The FRC’s local commissioners, respected community elders, have the power to quarantine welfare payments of community residents if they are charged with criminal offences or allow their children to skip school.
Ms O’Shane told the ABC she had been approached by Ms Trad and Mr Sarra to run the FRC, and confirmed she was opposed to income management.
“To penalise, to inflict or impose a monetary penalty on people who are impoverished and who already have very, very limited incomes, is an extreme punishment indeed,” she said.
“And I have absolutely no truck with that kind of behaviour on behalf of officials.”
Asked how she would preside over a regime of income management if opposed to it, Ms O’Shane said: “This is something I would have to discuss with the minister (but) it should not be left to a commissioner to in fact manage the income of the individual members of the community.”
The Australian understands cabinet was scheduled to sign off on Ms O’Shane’s appointment yesterday, with the decision to be ratified by the Governor in Council on Thursday. But cabinet did not make the decision, so Ms O’Shane will not be able to start in the role on Monday as planned.

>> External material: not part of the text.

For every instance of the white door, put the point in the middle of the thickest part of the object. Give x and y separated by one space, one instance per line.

A spokesman for Ms Trad said an announcement would be made “in due course”.
The FRC is in the middle of a bruising funding stoush between the state and federal governments, leaving the independent statutory body’s future uncertain.
Scott Morrison’s department has accused Queensland of failing to accept a three-year funding offer for the FRC, but the state says the most recent federal budget ignores the program.
Queensland has guaranteed $2.262 million to keep the commission’s doors open until next July. To make matters more complex, the state government has signalled it wants to end the welfare reform regime and shift towards a new agenda called “thriving communities”.
The FRC’s local commissioners have opposed the axing of the commission and wrote to Ms Palaszczuk and Ms Trad yesterday to express concern about Ms O’Shane’s appointment.